Fulton County proposes raising water rates for the next three years

Fulton County plans to raise water rates to pay for improvements to sewage treatment plants. HYOSUB SHIN / HSHIN@AJC.COM AJC FILE PHOTO

Fulton County plans to raise water rates to pay for improvements to sewage treatment plants. HYOSUB SHIN / HSHIN@AJC.COM AJC FILE PHOTO

Fulton County is considering raising water rates by 5 percent annually for the next three years.

County commissioners began raising rates in 2017, when they approved a 5 percent annual increase through 2019 to pay for more than half a billion in improvements to sewage treatment plants and other infrastructure. The next round of increases was anticipated — but the proposal is higher than what was originally expected.

David Clark, Fulton's public works director, said he initially intended to raise rates by 4 percent a year from 2020 through 2022. But the cost of expanding the Big Creek treatment plant in Roswell came to $300 million, about $50 million more than expected, so the increase is needed to cover the additional expense.

For the average resident, the new rates will mean in 2022, water will cost nearly $20 more a month than it did before the increases began two years ago. A typical household, which uses about 6,000 gallons of water monthly, will pay $76.99 a month. Now, that family pays $66.43 a month, Clark said. In 2016, before the increases began, water costs averaged $57.36 each month.

Residents will have a chance to weigh in on the proposed increases at two public hearings at the end of the month.

Even with the increase, Clark said, Fulton water users have among the cheapest rates in the area. Now, only Cobb County water costs less than Fulton.

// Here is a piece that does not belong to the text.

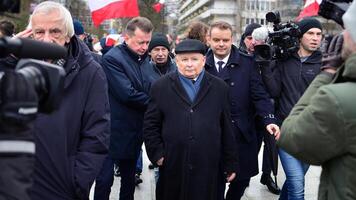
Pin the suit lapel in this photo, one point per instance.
(204, 88)
(178, 88)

Clark anticipates in 2022 Fulton will have the fourth-cheapest water in metro Atlanta.

Still, this may not be the last rate increase in the foreseeable future.

“We’re going to revisit it in another three years,” Clark said. “There are indications that we won’t need to increase it, but we don’t know until we get to that point.”

By then, he said, the Big Creek construction should largely finished, so the costs should be better known. One reason another increase might be necessary, though, is if more capacity is needed at the Camp Creek facility in south Fulton.

The Big Creek expansion is needed because that treatment plant is at capacity, Clark said. Without the work to expand its capacity to 38 million gallons a day, from 24 million gallons a day, the county's sewage system would not be able to support new development or redevelopment in north Fulton. Additionally, the expansion will be used to improve the technology at the plant, so cleaner water will be discharged into the Chattahoochee River at the end of the process.

Big Creek is the second plant to be upgraded. Upgrades to the Little River plant in Woodstock, which expand its capacity to 2.6 million gallons a day from 1 million gallons a day, are expected to be completed next summer.

If approved, the rate increases would go into effect Jan. 1.

The public meetings will take place Sept. 23 at the South Fulton Service Center at 5710 Stonewall Tell Road in College Park; and Sept. 24 at the North Fulton Service Center at 7741 Roswell Road NE in Atlanta. Both meetings will be from 5 p.m. to 8 p.m.